How Washington really works - Cover Story

Washington Monthly, Jan-Feb, 1993 by Charles Peters

The result of this change, says Hodding Carter, a columnist for The Wail Street Journal, is that:

The top journalists move in packs with the affluent and powerful in Washington. They swarm with them in the summer to every agreeable spot on the Eastern seaboard. When any three or four of them sit down together on a television talk show, it is not difficult to remember that the least well paid of these pontificators make at least six times more each year than the average American family. The truth is that there is not a hell of a lot of tolerance or empathy among the leading figures of national journalism for outsiders, losers, nonconformists, or seriously provocative political figures or causes.

The thinking done by today's journalists is thus unlikely to err on the side of originality. There is, in fact, a considerable amount of intellectual insecurity in the press room. Reporters are often reluctant to examine substantive issues. If they do, they instinctively embrace the conventional wisdom. But they really prefer reporting the horse-race aspects of politics to dealing with candidates' positions. If forced to deal with issues, they will quote experts.

The discipline that journalists have been most diffident about is economics. Their ignorance of economics is so great that even one of the more intelligent TV reporters, Ted Koppel, devoted only six out of 1,850 of his shows to the deficit during the eighties when it was growing by $1.6 trillion.

But even when reporters understand an issue, they often look in the wrong place; that is, they look for scandalous illegality when they should be looking into why government doesn't work. What's wrong with government today seldom has much to do with law-breaking, but lies instead in the cultures of the bureaucracy, Congress, the White House, and the judiciary-that is, in the customs and rituals and pressures that govern conduct in these institutions. The average reporter is remarkably ignorant of these cultures.

Access to grind

One culture that the press has paid more attention to in recent years, but which still remains woefully under-covered, is that of lobbyists. The popular conception of a lobbyist is someone who passes money under the table, arranges for clandestine midnight assignations, or holds the threat of blackmail not very high over an official's head. In fact, much of the activity that falls within the broad definition of lobbying is not evil or even underhanded. For example, the simplest and most obvious of lobbying techniques is personal friendship.

Consider Philip Morris, which shrewdly hires lobbyists from the hometowns of congressmen. The Philip Morris lobbyist in Sioux Falls, South Dakota, happens to be a longtime friend of South Dakota Senator Thomas Daschle, who, as a member of the Senate Finance Committee, could vote against taxes on tobacco.

Lobbying friendships can also stem from mutual membership in Washington clubs like Burning Tree (golf) or the Metropolitan (lunch). Burning Tree forbids lobbying on its premises, but the friendships formed there have been central to many a lobbyist's success.
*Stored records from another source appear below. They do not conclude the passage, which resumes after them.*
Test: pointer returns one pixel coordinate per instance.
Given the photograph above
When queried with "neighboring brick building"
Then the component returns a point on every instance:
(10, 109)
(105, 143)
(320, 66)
Charls (yes, that is how he spells it) Walker, one of the most successful corporate lobbyists of the seventies and eighties, plays a lot of golf at Burning Tree. If you are a former congressman, belonging to the club of present and former Members gives you an actual physical advantage in the access race: The floor of the House and Senate and legislators' private dining rooms are open to former Members and no other lobbyists.